Men and women differ in how they handle calories, especially those provided by alcohol. Men customarily deposit excess calories as fat on their bellies. Equal calories of wine are less likely than those of beer to give one a "beer belly," though no one seems to know why. Women tend to pad their posteriors. The difference may be more than cosmetic, for a fat belly has long been shown to be a coronary risk factor. Indeed, as Hippocrates wrote circa 400 B.C., "Fat men are more likely to die suddenly than the slender."

The weight wiles of women go further. They, more than men, especially when drinking immoderately or compressing their intakes in a short time, are often able to hide calories: They gain less weight than would be calculated for the number of calories consumed. Some observations have suggested that alcohol may have a weight-lowering effect, particularly on women. "The case of the missing calories" remains a mystery. Perhaps alcohol promotes some sort of energy wastage or impairs some metabolic process. Alcohol does not tend to make lean people obese, but it may cause the obese to become more so. Part of the mystery likely reflects contrasting individual differences in handling alcohol.

On the happy contrary, moderate drinking usually helps correct weight excess and reduces the risks of diabetes and cardiovascular disease by several means. With heavy drinking, particularly when accompanied by a high fat intake, satiety may be difficult to reach, so excessive caloric intake may lead to excessive weight gain in the unfulfilled pursuit of satisfaction. A five-year study of 7,608 middle-aged men just published in the American Journal of Clinical Nutrition reports that consumption of one to three drinks per day did not lead to alcohol-related weight gain. More than three drinks per day, however, "contributes directly to weight gain and obesity, irrespective of the type of alcohol consumed." Spirit drinkers tended to be heavier than wine and beer drinkers.

I have personally witnessed impressive desired weight loss resulting from dietary restraint enabled by the satisfaction of a modicum of good wine. Seemingly paradoxical is the confirmed observation that elderly people suffering loss of appetite eat with gusto after being given wine. (Their overall health and spirits also improve.) Anorexia in young women may respond in part to small doses of wine. While we have no definitive explanation for the apparently opposing actions of wine, some of what it does is likely influenced by the condition and metabolic idiosyncrasies of who is drinking and by alcohol's relaxation of emotional tension and depression. This should also raise a caution against the risk of falling into dependency.

Recent reports of weight-loss programs for the severely obese are pleasant surprises. Those patients drinking between 7 and 36 ounces of wine per week lost significantly more weight than those who did not drink or who consumed negligible quantities. Those who drank more than 36 ounces did even better (but that quantity borders on the high side for moderate-drinking women). Is this an example of the mysterious wasting of alcohol-associated calories?

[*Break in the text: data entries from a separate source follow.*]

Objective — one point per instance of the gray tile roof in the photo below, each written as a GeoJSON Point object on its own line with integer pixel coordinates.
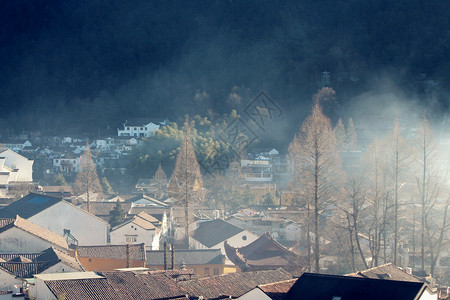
{"type": "Point", "coordinates": [36, 230]}
{"type": "Point", "coordinates": [29, 206]}
{"type": "Point", "coordinates": [210, 233]}
{"type": "Point", "coordinates": [189, 257]}
{"type": "Point", "coordinates": [386, 271]}
{"type": "Point", "coordinates": [118, 285]}
{"type": "Point", "coordinates": [137, 252]}
{"type": "Point", "coordinates": [25, 265]}
{"type": "Point", "coordinates": [232, 284]}
{"type": "Point", "coordinates": [321, 286]}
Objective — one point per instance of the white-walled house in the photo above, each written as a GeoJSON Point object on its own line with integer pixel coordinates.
{"type": "Point", "coordinates": [58, 216]}
{"type": "Point", "coordinates": [140, 127]}
{"type": "Point", "coordinates": [213, 234]}
{"type": "Point", "coordinates": [14, 267]}
{"type": "Point", "coordinates": [67, 163]}
{"type": "Point", "coordinates": [142, 228]}
{"type": "Point", "coordinates": [15, 167]}
{"type": "Point", "coordinates": [20, 235]}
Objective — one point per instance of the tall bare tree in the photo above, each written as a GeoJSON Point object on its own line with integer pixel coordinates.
{"type": "Point", "coordinates": [186, 183]}
{"type": "Point", "coordinates": [431, 188]}
{"type": "Point", "coordinates": [378, 198]}
{"type": "Point", "coordinates": [317, 165]}
{"type": "Point", "coordinates": [87, 181]}
{"type": "Point", "coordinates": [160, 180]}
{"type": "Point", "coordinates": [400, 159]}
{"type": "Point", "coordinates": [339, 133]}
{"type": "Point", "coordinates": [350, 136]}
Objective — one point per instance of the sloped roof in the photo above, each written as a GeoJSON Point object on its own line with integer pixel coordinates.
{"type": "Point", "coordinates": [148, 199]}
{"type": "Point", "coordinates": [264, 253]}
{"type": "Point", "coordinates": [277, 290]}
{"type": "Point", "coordinates": [321, 286]}
{"type": "Point", "coordinates": [93, 288]}
{"type": "Point", "coordinates": [36, 230]}
{"type": "Point", "coordinates": [143, 121]}
{"type": "Point", "coordinates": [102, 209]}
{"type": "Point", "coordinates": [147, 217]}
{"type": "Point", "coordinates": [210, 233]}
{"type": "Point", "coordinates": [118, 285]}
{"type": "Point", "coordinates": [143, 286]}
{"type": "Point", "coordinates": [28, 264]}
{"type": "Point", "coordinates": [232, 284]}
{"type": "Point", "coordinates": [136, 252]}
{"type": "Point", "coordinates": [29, 206]}
{"type": "Point", "coordinates": [57, 189]}
{"type": "Point", "coordinates": [386, 271]}
{"type": "Point", "coordinates": [143, 223]}
{"type": "Point", "coordinates": [188, 256]}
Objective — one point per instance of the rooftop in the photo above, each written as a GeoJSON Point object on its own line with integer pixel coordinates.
{"type": "Point", "coordinates": [136, 252]}
{"type": "Point", "coordinates": [29, 206]}
{"type": "Point", "coordinates": [211, 233]}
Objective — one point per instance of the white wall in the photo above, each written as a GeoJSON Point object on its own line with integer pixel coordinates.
{"type": "Point", "coordinates": [118, 236]}
{"type": "Point", "coordinates": [85, 227]}
{"type": "Point", "coordinates": [255, 294]}
{"type": "Point", "coordinates": [40, 290]}
{"type": "Point", "coordinates": [59, 268]}
{"type": "Point", "coordinates": [7, 281]}
{"type": "Point", "coordinates": [17, 161]}
{"type": "Point", "coordinates": [15, 240]}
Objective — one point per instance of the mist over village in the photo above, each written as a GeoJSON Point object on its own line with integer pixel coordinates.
{"type": "Point", "coordinates": [224, 150]}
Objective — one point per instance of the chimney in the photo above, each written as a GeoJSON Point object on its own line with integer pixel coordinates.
{"type": "Point", "coordinates": [165, 255]}
{"type": "Point", "coordinates": [173, 257]}
{"type": "Point", "coordinates": [128, 255]}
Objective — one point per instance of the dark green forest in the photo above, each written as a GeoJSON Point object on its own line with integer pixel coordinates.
{"type": "Point", "coordinates": [89, 65]}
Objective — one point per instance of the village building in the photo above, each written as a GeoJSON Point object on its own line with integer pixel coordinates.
{"type": "Point", "coordinates": [206, 262]}
{"type": "Point", "coordinates": [141, 127]}
{"type": "Point", "coordinates": [111, 257]}
{"type": "Point", "coordinates": [14, 168]}
{"type": "Point", "coordinates": [265, 254]}
{"type": "Point", "coordinates": [213, 234]}
{"type": "Point", "coordinates": [106, 285]}
{"type": "Point", "coordinates": [232, 285]}
{"type": "Point", "coordinates": [142, 228]}
{"type": "Point", "coordinates": [18, 235]}
{"type": "Point", "coordinates": [60, 217]}
{"type": "Point", "coordinates": [14, 267]}
{"type": "Point", "coordinates": [347, 287]}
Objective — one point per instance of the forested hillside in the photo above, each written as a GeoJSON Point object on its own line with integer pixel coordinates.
{"type": "Point", "coordinates": [90, 64]}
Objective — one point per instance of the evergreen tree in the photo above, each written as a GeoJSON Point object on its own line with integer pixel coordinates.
{"type": "Point", "coordinates": [87, 181]}
{"type": "Point", "coordinates": [186, 183]}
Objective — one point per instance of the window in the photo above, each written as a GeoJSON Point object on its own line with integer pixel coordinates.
{"type": "Point", "coordinates": [131, 238]}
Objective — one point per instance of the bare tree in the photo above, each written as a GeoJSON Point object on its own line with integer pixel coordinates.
{"type": "Point", "coordinates": [317, 165]}
{"type": "Point", "coordinates": [186, 183]}
{"type": "Point", "coordinates": [87, 181]}
{"type": "Point", "coordinates": [431, 188]}
{"type": "Point", "coordinates": [160, 180]}
{"type": "Point", "coordinates": [350, 137]}
{"type": "Point", "coordinates": [376, 173]}
{"type": "Point", "coordinates": [400, 160]}
{"type": "Point", "coordinates": [339, 133]}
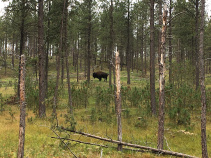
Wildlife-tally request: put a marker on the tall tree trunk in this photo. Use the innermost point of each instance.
(128, 44)
(13, 51)
(196, 44)
(22, 35)
(89, 40)
(42, 61)
(48, 48)
(118, 100)
(66, 53)
(111, 32)
(22, 109)
(170, 45)
(58, 62)
(152, 59)
(162, 82)
(202, 84)
(159, 32)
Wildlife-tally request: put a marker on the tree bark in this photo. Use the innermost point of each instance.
(202, 84)
(89, 40)
(152, 59)
(196, 44)
(162, 82)
(128, 44)
(22, 35)
(154, 150)
(42, 61)
(58, 61)
(170, 45)
(67, 64)
(22, 109)
(111, 44)
(118, 100)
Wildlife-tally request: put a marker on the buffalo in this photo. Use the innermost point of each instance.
(100, 75)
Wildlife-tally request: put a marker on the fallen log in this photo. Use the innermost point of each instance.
(154, 150)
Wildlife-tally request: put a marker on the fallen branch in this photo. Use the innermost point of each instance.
(78, 141)
(154, 150)
(104, 146)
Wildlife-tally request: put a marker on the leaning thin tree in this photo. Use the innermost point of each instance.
(22, 109)
(162, 81)
(118, 100)
(202, 79)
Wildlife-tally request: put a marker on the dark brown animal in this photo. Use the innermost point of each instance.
(100, 75)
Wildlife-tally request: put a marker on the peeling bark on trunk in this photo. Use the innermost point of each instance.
(202, 84)
(22, 109)
(42, 61)
(118, 100)
(162, 82)
(152, 59)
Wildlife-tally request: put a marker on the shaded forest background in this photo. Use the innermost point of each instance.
(66, 41)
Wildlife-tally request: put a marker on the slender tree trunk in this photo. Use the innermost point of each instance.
(196, 44)
(58, 63)
(170, 45)
(152, 59)
(159, 32)
(42, 61)
(22, 109)
(13, 51)
(48, 49)
(118, 100)
(202, 84)
(128, 44)
(111, 45)
(66, 53)
(162, 82)
(89, 40)
(22, 35)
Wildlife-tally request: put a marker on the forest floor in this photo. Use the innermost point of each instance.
(136, 130)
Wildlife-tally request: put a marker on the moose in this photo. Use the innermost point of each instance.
(100, 75)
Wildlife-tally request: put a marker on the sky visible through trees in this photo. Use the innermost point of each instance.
(4, 4)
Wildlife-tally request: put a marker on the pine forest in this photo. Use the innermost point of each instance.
(105, 78)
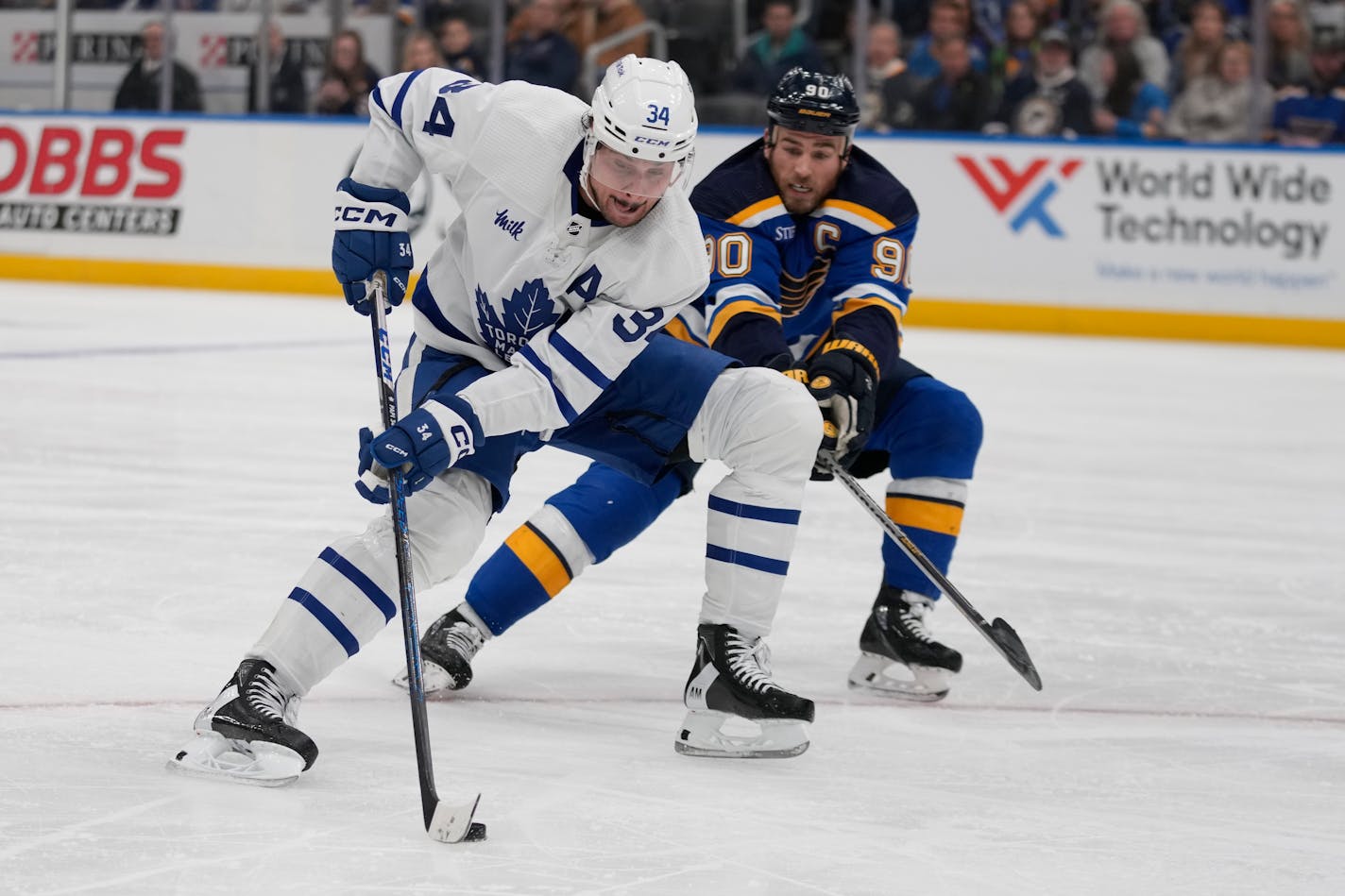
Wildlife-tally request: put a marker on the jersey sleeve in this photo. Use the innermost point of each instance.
(742, 301)
(427, 119)
(866, 316)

The weight of evidence supports moderate drinking as beneficial to the obese, providing the same health benefits others derive, plus possibly easing weight loss. This may be of particular importance because overweight individuals are especially susceptible to diabetes and cardiovascular disease. I would be chary of more than moderate quantities for a prolonged period. Those truly needing to put on weight may also find help in moderate drinking. As always, individual medical advice should be sought, but if you're blaming the wine instead of the whipped cream, it's time to recalculate your bottom line.

Health Editor Harvey E. Finkel, M.D., a professor at Boston University Medical Center, writes and lectures on the influences of wine on the human body.